Re: Correlations



On Apr 16, 6:18 pm, omri-piano <omrit1...@xxxxxxxxx> wrote:
On Apr 17, 1:12 am, Ray Koopman <koop...@xxxxxx> wrote:
On Apr 15, 7:24 am, Ray Koopman <koop...@xxxxxx> wrote:
On Apr 14, 5:53 am, omri-piano <omrit1...@xxxxxxxxx> wrote:
On Apr 13, 8:56 pm, Ray Koopman <koop...@xxxxxx> wrote:
On Apr 13, 7:48 am, omri-piano <omrit1...@xxxxxxxxx> wrote:
Could anyone help out on this one?
Say X and Y are independent and each normally distributed ~N(0,1)
and Z=X+Y. Now, say we simulate a (very large) random sample of X
and Y and compute Z for each pair, so we have triplets {Zi,Xi,Yi}.
Then, we take all the triplets for which Zi=2 (or a narrow range
around this constant). It is easy to see that for this subset
of the sample, X will be inversely correlated with Y, i.e.,
Corr(X,Y) < 0.
[1] Can we analytically calculate what the correlation will
converge to (remember, we know the distributions of X and Y)?
[2] If, instead of Zi=2 we take the subset for which Zi>2.
Will X and Y be also correlated here? Can we analytically
calculate it as in [1]?
Thanks!
Omri.

For [2], rotate the axes:
let U = (X+Y)/sqrt[2], V = (Y-X)/sqrt[2].
U and V are independent standard normal.
X+Y > 2 implies U > sqrt[2].
The mean and variance of U|U>c are m = f[c]/Q[c] and v = 1-m(m-c),
where f and Q are the standard normal pdf and complementary cdf.
V|U is still standard normal.

The inverse transformations are X=(U-V)/sqrt[2], Y=(U+V)/sqrt[2].
var[X|U>c] = var[Y|U>c] = (v + 1)/2.
cov[(X,Y)|U>c] = (v - 1)/2.
corr[(X,Y)|U>c] = (v - 1)/(v + 1) = -m(m-c)/(2 - m(m-c)).
If c = sqrt[2] the correlation is -.728769

Thanks to all, especially Ray and Scott for the detailed answers.
Two follow-ups, if I may:
[A] What happens if we take 2<Zi<3, can you also quantify the
correlation of X and Y?

Same logic as before, except you need the variance of a standard
normal variable that has been truncated on both the left and right,
instead of only on the left. You should be able to work out the
rest from what has already been posted.

[B] If the distributions of X and Y are not standard normal,
but are instead say Gamma or Poisson distributed with known
parameters, can we still reach an analytical answer?

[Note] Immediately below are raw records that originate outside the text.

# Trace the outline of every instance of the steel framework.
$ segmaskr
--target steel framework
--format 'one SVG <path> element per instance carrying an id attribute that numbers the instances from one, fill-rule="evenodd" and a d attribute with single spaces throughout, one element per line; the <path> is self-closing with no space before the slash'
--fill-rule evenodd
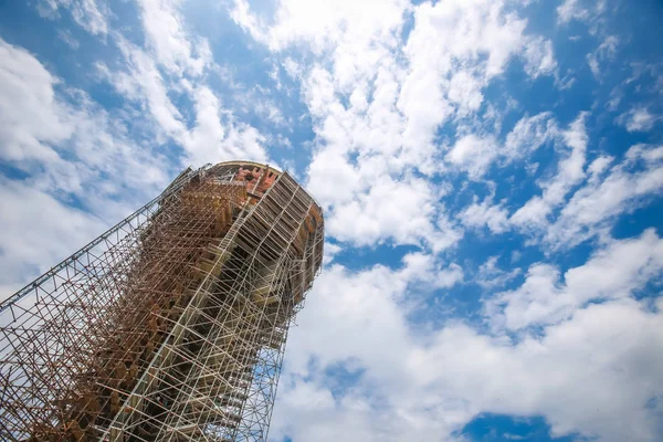
<path id="1" fill-rule="evenodd" d="M 0 439 L 265 441 L 323 236 L 286 172 L 185 170 L 0 305 Z"/>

There may be some special cases that work out nicely,
but in general it is either difficult or impossible.

Hi Ray, a few Qs on your detailed develpment above:
- You write "m = f[c]/Q[c]" but I think you mean E[U|U>c]/Q[c],
since f[c] is just the PDF at c...?
- How did you get the variance of U|U>c, v = 1 - m(m-c)?

Here are some useful factoids about left-truncated
and doubly-truncated standard normal distributions.

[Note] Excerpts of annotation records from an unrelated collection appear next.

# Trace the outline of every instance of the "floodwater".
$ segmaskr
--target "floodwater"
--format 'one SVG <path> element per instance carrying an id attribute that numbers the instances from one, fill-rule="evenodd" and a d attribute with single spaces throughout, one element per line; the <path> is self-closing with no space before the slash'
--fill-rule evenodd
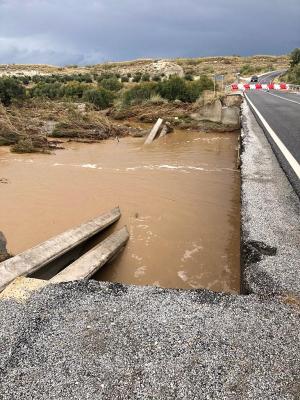
<path id="1" fill-rule="evenodd" d="M 9 250 L 119 205 L 117 227 L 128 226 L 130 241 L 97 279 L 238 292 L 238 135 L 179 131 L 143 141 L 66 143 L 52 155 L 0 147 L 0 230 Z"/>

I follow the Mathematica notation convention that uses square
bracket for function arguments and parentheses for grouping.

f[z] = standard normal pdf

For Z > c:

I0[c] = int_c^oo f[z] dz

= Q[c]

I1[c] = int_c^oo z f[z] dz

= f[c]

I2[c] = int_c^oo z^2 f[z] dz

= Q[c] + c*f[c]

m[c] = E[Z|Z>c] = I1[c]/I0[c]

= f[c] / Q[c]

w[c] = E[Z^2|Z>c] = I2[c]/I0[c]

= (Q[c] + c*f[c]) / Q[c]

= 1 + c*m[c]

v[c] = var[Z|Z>c] = w[c] - m[c]^2

= 1 - m[c]*(m[c] - c)

For a < Z < b:

I0[a,b] = Q[a] - Q[b]

= p[a,b]

m[a,b] = (I1[a] - I1[b]) / p[a,b]

= (f[a] - f[b]) / p[a,b]

v[a,b] = (I2[a] - I2[b])/p[a,b] - m[a,b]^2

= 1 + (a*f[a] - b*f[b])/p[a,b] - m[a,b]^2

- Also, a follow-up if I may: what happens if we start off from
X and Y being correlated, say corr[X,Y] = r, how does that affect
corr[(X,Y)|U>c] ?
Omri.

This is easier to understand if you draw the picture.
If X and Y are bivariate standard normal with correlation r then
U = (X+Y)/sqrt[2] and V = (Y-X)/sqrt[2] are independent zero-mean
normals with different variances: var[U] = 1+r, var[V] = 1-r.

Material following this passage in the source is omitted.